"Como los verdaderos hombres", solía decir el Tío Ronquillo cuando pedía media copa de coñac y media de anís y los mezclaba. Un sábado le vi entrar acompañado de una morena indefinida cubierta con un abrigo azul. La pelliza de mi padre, de un intenso color amarillo, era inconfundible. Aquel era el único de los tres casinos que había donde dejaban entrar a las mujeres. A mi padre se le daban muy bien las cartas y yo me sentía fascinado por su habilidad.
Desde la puerta divisé, en el perchero de píe de la entrada, su caliente pelliza tapando la desvaída prenda azul, y desde el ventanal vi reflejado en el espejo su atezado rostro y su cabeza cubierta con la boina. Su mano rugosa asía con fuerza la copa de sol y sombra. Estaba rodeado de hombres. Un momento después se quitó la boina para rascarse. El contraste entre su agradable calva y su rostro quemado llamaba la atención, pues era como las dos bebidas que más le gustaban.
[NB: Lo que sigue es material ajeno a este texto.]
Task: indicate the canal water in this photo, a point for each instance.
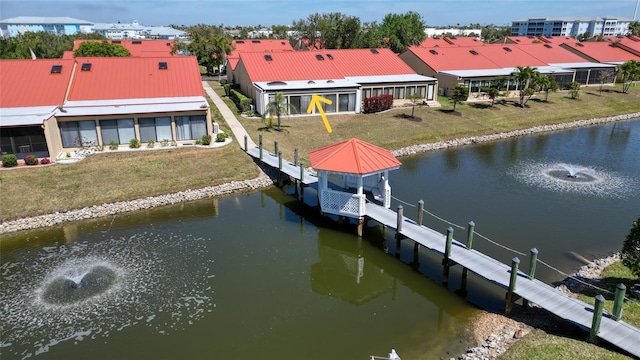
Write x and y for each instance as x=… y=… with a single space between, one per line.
x=261 y=276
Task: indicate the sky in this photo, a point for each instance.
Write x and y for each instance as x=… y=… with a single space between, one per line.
x=284 y=12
Cuando volví a pasar después de la merienda, allí seguía la pelliza y el abrigo azul debajo. Mi padre estaba sentado en la mesa central con las cartas en una mano y el sol y sombra en la otra. También le vi guardar en la faltriquera, debajo de su chaleco, unos billetes. A la noche, camino de casa para cenar, ni el caliente amarillo ni el frío azul estaban en el perchero, pero según me alejaba, escuché preguntar a mi padre:
- ¿Dónde está el sitio?
Esa noche, cuando su voz ronca me despertó, oí que le decía a mi madre que las cartas unas veces dan y otras quitan. Entonces comprendí que mi padre era también como el resto de los hombres del pueblo.